Vanderbilt was represented by Thomas Radcliffe, an attorney with DeHay & Elliston LLP based in Baltimore. Radcliffe told jurors that workers in talc mines who were exposed to vastly more of the mineral than Lord didn’t develop mesothelioma, and that the plaintiffs never put a geologist or a mineralogist on the stand.
“The evidence in this case is lacking,” Radcliffe said in his closing argument.
The Lords' lawsuit is an “industrial talc” case, which is distinct from the “cosmetic talc” cases that generated headlines after a number of huge plaintiff verdicts in lawsuits alleging that exposure to products like baby powder caused mesothelioma for plaintiffs who inhaled it and ovarian cancer in plaintiffs who used it on their genitals.
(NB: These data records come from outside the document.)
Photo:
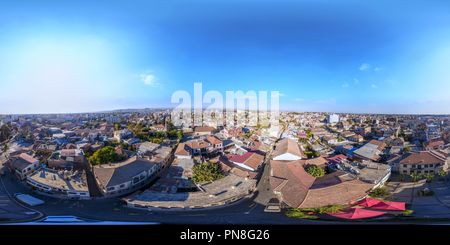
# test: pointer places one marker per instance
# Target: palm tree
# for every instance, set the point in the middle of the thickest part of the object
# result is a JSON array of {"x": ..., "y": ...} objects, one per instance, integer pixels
[
  {"x": 401, "y": 177},
  {"x": 429, "y": 177},
  {"x": 442, "y": 173},
  {"x": 415, "y": 175}
]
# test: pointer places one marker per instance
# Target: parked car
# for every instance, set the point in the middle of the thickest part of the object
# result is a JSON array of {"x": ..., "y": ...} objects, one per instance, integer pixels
[{"x": 273, "y": 205}]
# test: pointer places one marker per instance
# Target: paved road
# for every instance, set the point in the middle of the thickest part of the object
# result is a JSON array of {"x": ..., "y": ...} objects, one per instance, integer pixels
[{"x": 248, "y": 211}]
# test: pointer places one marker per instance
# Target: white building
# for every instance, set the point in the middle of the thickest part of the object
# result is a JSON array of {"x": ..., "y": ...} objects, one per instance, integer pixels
[
  {"x": 333, "y": 118},
  {"x": 63, "y": 183},
  {"x": 25, "y": 165}
]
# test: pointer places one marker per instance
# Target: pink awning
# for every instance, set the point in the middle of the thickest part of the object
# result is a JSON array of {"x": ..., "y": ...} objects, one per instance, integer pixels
[
  {"x": 389, "y": 205},
  {"x": 356, "y": 213},
  {"x": 368, "y": 202}
]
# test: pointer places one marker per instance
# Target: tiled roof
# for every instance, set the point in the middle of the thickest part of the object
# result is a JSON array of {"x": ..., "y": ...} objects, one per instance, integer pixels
[
  {"x": 433, "y": 143},
  {"x": 423, "y": 157},
  {"x": 288, "y": 145},
  {"x": 301, "y": 190},
  {"x": 181, "y": 150},
  {"x": 214, "y": 140},
  {"x": 121, "y": 172},
  {"x": 204, "y": 129}
]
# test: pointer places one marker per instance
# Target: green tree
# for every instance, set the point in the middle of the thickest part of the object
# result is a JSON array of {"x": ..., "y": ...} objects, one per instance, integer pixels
[
  {"x": 415, "y": 176},
  {"x": 103, "y": 156},
  {"x": 5, "y": 132},
  {"x": 316, "y": 153},
  {"x": 206, "y": 172},
  {"x": 441, "y": 174},
  {"x": 315, "y": 171},
  {"x": 429, "y": 177}
]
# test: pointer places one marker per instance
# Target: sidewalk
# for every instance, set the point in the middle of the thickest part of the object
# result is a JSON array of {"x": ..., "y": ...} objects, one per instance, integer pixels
[{"x": 427, "y": 207}]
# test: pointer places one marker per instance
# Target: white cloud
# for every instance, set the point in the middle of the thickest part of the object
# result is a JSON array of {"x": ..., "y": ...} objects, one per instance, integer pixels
[
  {"x": 300, "y": 100},
  {"x": 274, "y": 95},
  {"x": 328, "y": 101},
  {"x": 150, "y": 80},
  {"x": 364, "y": 66}
]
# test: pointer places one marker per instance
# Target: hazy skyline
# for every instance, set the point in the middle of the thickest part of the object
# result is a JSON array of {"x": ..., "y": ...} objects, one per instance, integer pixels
[{"x": 383, "y": 57}]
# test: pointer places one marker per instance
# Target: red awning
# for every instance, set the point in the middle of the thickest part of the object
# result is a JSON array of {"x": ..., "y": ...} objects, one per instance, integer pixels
[
  {"x": 389, "y": 205},
  {"x": 368, "y": 202},
  {"x": 356, "y": 213}
]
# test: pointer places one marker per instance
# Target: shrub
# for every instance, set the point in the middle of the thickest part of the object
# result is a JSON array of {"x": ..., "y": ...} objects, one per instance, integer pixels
[
  {"x": 379, "y": 192},
  {"x": 206, "y": 172},
  {"x": 297, "y": 213},
  {"x": 315, "y": 171}
]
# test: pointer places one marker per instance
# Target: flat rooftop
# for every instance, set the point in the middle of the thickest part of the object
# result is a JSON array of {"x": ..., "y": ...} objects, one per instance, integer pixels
[
  {"x": 367, "y": 171},
  {"x": 56, "y": 179}
]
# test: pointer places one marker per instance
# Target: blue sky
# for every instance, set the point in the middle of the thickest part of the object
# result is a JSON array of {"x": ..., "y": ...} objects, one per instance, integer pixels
[{"x": 330, "y": 56}]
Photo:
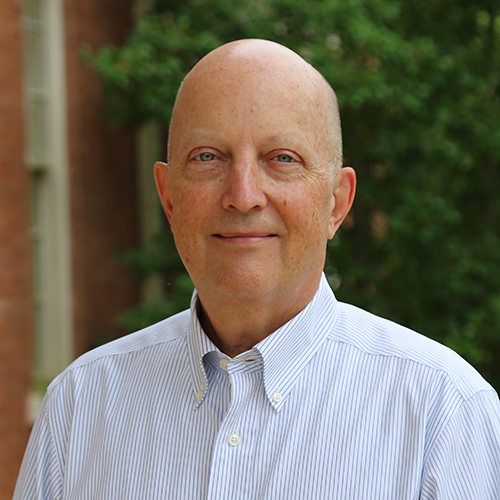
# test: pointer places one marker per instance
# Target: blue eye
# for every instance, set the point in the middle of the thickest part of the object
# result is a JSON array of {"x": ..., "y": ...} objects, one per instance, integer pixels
[
  {"x": 206, "y": 156},
  {"x": 284, "y": 158}
]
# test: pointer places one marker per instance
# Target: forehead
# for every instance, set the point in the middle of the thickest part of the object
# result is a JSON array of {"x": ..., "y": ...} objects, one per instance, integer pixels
[{"x": 262, "y": 98}]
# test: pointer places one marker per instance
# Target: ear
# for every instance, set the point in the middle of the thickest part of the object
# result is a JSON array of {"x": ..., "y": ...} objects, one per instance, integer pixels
[
  {"x": 343, "y": 194},
  {"x": 162, "y": 179}
]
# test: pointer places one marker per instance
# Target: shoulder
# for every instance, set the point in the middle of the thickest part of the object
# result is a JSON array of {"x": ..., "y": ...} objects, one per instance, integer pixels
[
  {"x": 377, "y": 336},
  {"x": 143, "y": 346}
]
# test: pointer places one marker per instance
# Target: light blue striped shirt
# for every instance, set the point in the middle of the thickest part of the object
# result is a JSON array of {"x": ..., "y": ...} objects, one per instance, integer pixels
[{"x": 337, "y": 403}]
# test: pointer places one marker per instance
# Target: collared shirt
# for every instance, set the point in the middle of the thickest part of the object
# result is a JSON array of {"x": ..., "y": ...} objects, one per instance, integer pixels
[{"x": 337, "y": 403}]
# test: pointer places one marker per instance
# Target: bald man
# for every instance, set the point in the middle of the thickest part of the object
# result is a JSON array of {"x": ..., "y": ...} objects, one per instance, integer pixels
[{"x": 267, "y": 387}]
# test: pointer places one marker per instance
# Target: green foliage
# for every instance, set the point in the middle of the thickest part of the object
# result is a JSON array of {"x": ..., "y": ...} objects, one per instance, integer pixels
[{"x": 418, "y": 83}]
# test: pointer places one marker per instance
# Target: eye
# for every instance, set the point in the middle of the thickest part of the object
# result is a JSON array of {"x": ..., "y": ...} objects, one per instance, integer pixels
[
  {"x": 205, "y": 156},
  {"x": 284, "y": 158}
]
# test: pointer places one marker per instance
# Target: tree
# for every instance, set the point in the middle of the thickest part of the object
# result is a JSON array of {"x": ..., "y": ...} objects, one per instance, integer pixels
[{"x": 420, "y": 104}]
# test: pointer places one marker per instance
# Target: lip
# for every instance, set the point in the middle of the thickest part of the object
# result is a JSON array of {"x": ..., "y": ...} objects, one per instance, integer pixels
[{"x": 238, "y": 238}]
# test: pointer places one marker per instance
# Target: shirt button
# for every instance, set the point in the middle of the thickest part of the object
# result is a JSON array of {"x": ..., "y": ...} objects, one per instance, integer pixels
[
  {"x": 234, "y": 439},
  {"x": 277, "y": 397}
]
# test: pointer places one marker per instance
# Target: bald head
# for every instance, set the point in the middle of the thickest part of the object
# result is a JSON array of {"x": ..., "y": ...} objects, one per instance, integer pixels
[{"x": 264, "y": 69}]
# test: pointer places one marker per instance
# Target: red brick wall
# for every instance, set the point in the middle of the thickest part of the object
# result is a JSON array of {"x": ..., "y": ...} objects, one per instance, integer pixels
[
  {"x": 103, "y": 187},
  {"x": 16, "y": 331},
  {"x": 103, "y": 209}
]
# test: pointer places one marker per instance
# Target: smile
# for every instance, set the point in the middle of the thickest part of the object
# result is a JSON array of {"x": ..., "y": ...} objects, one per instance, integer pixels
[{"x": 245, "y": 238}]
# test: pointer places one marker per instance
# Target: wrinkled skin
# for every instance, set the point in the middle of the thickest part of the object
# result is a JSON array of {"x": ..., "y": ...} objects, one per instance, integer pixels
[{"x": 249, "y": 190}]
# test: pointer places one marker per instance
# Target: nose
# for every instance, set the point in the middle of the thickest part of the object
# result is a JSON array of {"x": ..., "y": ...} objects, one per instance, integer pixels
[{"x": 244, "y": 187}]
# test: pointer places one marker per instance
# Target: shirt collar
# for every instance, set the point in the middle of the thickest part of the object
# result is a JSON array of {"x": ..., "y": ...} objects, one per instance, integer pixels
[{"x": 285, "y": 353}]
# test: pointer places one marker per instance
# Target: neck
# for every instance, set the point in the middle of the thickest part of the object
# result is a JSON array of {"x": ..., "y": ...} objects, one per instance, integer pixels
[{"x": 237, "y": 325}]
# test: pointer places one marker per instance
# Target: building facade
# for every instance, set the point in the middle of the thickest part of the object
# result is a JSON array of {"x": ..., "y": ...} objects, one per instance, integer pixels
[{"x": 69, "y": 201}]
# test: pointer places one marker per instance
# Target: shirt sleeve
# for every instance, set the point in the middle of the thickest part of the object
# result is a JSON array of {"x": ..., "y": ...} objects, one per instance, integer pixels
[
  {"x": 464, "y": 463},
  {"x": 40, "y": 477}
]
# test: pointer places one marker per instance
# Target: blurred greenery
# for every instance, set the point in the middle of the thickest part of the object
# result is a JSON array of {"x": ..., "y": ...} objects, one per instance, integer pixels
[{"x": 418, "y": 83}]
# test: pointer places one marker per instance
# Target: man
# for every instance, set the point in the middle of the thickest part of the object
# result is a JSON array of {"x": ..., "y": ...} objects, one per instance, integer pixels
[{"x": 267, "y": 388}]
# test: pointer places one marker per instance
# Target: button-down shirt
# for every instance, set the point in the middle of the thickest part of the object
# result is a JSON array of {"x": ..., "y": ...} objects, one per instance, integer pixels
[{"x": 337, "y": 403}]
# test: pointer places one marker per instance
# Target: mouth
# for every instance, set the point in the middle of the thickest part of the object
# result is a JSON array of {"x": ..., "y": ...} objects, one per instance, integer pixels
[{"x": 251, "y": 238}]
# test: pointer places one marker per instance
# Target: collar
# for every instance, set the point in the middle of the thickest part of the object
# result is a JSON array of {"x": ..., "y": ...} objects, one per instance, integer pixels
[{"x": 285, "y": 353}]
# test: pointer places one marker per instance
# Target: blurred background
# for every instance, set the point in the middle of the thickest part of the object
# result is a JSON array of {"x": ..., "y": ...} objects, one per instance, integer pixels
[{"x": 86, "y": 92}]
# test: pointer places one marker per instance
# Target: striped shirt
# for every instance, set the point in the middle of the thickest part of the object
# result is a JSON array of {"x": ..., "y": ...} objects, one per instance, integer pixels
[{"x": 337, "y": 403}]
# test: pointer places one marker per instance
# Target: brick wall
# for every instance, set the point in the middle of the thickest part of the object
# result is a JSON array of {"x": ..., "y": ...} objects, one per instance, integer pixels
[
  {"x": 103, "y": 187},
  {"x": 103, "y": 210},
  {"x": 16, "y": 330}
]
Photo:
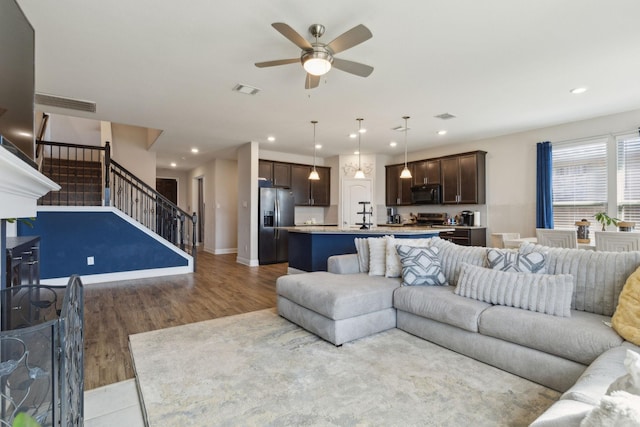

Industrial talc cases involve exposure to talc present in various compounds used in ceramics, chemical coatings, paper and plastics.
A cosmetic talc mesothelioma trial involving Johnson & Johnson’s Baby Powder is currently underway in New Jersey and is also being webcast live by CVN.
The Florida trial was also a rematch for Waters Kraus & Paul and DeHay & Elliston after the two firms recently squared off in an asbestos trial in Arizona state court that ended in a defense verdict. That trial was also webcast and recorded by CVN.
Frost told CVN he expected to see more and more talc mesothelioma cases across the country.
“For many years companies have denied their products contained asbestos, when in fact they did, exposing the hard working people like Mr. Lord to asbestos with no warning,” he said.
The trial took place before Polk County Circuit Court Judge Michael Raiden, and the full proceedings are available to CVN subscribers, along with many other talc and asbestos trials from throughout the country that are part of CVN’s one-of-a-kind online video archive.
The case is captioned Robert Lord and Lola T. Lord v. Florida Southern College, et al., docket number 2017CA000783000000.